You say in "your developement"...

Are you in some type of Housing Developement Authority, where they dictate everything from your front lawn to the back fence?  If so, then you may have to talk to the Housing Developement Authority about the sidewalk.  If its a "gated Community" they have all kinds of regulations to contend with and you have to follow them... Or even if its an HOA you may not be able to put what you want for the sidewalk...

Just wondering, because with that statement, its what I surmised you were saying??

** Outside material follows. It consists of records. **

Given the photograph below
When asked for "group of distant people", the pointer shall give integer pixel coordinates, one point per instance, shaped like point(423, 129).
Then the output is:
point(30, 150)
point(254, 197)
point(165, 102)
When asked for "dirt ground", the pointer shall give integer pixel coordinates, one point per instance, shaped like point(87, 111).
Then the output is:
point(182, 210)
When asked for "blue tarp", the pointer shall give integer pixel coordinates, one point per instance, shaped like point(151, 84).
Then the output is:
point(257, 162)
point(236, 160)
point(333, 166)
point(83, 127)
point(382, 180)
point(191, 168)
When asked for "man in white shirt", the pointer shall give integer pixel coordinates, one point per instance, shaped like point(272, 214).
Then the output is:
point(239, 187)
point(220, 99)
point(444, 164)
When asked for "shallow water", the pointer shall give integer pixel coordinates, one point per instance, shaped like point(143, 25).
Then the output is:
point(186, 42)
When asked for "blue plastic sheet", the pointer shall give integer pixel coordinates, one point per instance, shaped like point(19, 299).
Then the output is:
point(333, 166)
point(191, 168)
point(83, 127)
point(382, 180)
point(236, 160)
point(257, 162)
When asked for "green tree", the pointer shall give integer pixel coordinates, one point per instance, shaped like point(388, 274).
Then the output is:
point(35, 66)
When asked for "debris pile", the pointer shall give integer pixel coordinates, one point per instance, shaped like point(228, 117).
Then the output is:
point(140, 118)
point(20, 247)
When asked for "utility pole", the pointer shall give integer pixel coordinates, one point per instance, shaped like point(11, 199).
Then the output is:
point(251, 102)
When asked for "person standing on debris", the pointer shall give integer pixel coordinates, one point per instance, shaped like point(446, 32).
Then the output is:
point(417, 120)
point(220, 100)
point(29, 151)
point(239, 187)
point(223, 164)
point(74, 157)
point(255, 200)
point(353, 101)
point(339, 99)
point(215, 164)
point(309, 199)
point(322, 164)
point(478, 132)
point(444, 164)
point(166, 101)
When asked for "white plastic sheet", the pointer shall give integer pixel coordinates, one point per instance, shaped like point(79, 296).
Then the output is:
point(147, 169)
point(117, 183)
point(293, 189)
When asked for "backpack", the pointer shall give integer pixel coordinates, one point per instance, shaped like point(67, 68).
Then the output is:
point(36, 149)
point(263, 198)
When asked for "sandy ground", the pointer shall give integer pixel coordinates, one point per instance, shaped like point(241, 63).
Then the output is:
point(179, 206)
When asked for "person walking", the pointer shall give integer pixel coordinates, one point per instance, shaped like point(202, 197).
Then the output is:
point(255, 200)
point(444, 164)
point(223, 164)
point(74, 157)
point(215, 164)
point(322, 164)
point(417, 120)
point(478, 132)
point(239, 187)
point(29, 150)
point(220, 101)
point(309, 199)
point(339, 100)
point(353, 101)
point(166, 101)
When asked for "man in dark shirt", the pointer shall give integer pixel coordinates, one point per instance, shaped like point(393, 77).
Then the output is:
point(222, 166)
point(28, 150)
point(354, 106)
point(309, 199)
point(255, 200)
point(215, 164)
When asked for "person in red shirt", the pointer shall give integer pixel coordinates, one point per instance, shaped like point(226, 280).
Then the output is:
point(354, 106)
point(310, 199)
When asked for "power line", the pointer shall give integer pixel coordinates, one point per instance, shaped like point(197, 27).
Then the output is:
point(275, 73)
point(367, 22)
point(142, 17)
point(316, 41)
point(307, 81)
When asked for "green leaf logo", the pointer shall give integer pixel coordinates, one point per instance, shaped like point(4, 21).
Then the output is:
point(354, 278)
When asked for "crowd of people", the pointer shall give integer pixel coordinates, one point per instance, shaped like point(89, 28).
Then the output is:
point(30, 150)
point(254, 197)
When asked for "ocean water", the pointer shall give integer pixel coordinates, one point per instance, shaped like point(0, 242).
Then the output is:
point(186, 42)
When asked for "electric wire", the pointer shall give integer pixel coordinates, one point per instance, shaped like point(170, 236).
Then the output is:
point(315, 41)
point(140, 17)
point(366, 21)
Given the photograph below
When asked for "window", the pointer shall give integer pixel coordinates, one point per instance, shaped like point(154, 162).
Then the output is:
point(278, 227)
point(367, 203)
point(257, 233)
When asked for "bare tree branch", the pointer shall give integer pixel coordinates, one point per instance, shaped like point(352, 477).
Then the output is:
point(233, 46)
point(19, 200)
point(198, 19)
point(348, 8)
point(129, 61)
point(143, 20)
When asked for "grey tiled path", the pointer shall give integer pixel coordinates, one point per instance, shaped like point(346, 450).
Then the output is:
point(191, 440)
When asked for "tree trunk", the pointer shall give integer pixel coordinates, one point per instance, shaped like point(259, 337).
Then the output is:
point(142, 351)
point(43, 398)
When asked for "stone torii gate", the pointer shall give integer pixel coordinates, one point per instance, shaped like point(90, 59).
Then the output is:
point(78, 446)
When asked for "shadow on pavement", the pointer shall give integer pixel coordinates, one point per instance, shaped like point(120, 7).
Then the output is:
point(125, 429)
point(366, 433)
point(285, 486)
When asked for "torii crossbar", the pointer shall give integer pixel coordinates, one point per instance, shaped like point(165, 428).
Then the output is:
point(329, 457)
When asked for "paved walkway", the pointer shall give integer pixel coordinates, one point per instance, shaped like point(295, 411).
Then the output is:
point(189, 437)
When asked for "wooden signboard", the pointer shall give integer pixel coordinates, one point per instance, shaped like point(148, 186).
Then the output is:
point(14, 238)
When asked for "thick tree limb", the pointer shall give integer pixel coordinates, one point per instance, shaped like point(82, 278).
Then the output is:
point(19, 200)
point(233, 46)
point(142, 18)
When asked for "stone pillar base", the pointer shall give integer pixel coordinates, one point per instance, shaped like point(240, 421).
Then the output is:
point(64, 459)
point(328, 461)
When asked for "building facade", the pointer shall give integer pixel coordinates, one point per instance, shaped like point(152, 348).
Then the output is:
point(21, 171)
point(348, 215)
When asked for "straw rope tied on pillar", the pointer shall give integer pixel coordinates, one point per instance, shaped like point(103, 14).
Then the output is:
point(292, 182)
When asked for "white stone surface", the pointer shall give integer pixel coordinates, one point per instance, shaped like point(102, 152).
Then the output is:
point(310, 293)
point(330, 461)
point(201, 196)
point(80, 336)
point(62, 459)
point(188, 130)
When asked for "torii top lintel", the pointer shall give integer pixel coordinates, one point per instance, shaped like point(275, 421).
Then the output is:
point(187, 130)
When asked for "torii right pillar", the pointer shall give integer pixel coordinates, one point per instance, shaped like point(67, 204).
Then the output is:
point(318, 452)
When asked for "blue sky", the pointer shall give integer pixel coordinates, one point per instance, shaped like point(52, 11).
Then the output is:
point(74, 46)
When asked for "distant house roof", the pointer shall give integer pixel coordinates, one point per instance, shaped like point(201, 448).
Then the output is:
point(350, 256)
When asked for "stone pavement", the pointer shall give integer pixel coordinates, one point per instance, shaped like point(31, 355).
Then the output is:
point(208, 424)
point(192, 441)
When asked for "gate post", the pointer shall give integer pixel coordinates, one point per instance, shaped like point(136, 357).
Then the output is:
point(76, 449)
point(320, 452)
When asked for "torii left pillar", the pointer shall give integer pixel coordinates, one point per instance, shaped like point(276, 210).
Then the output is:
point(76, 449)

Oh, BTW...Brick sidewalks are a pain after awhile. My neighbor was always constantly maintaining it by picking the grass that grew between the bricks, every year.  I would tell him what we did that year to eliminate weeds from where I worked at, and he would try that, then I would read something in a magazine the next year and suggests that...It was always a losing battle for him, but, he was an old man and didnt have anything else to do, so, it kept him out of the house for awhile 

Just my two cents for what its worth and a wee bit extra for the collection plate...

Jesse


----------



## broke (May 4, 2006)

Thanks everyone.  

This is a townhouse community.  I'm just trying to see what other materials might be an option to run by our "Board" rather than to just keep doing what doesn't work well already.  

I thought there might be a wide variety of experiences with different walk materials here -- rather than trying something else that might not work out well.  It's expensive to maintain concrete walks.


----------



## glennjanie (Jun 1, 2006)

Hi Broke:
It sounds as if the sidewalks may have been laid on lose fill dirt and maybe a truck or two may have run over them; crushing them into the lose dirt. I would suggest packing the dirt with a Whaker then put in 4" of rock to keep the winter water from freezing and heaving the walks. Concrete still makes the prefered sidewalk, just be sure to score it every 4' at the most so it will control the breaks and use an expansion joint every 20'.
Glenn


----------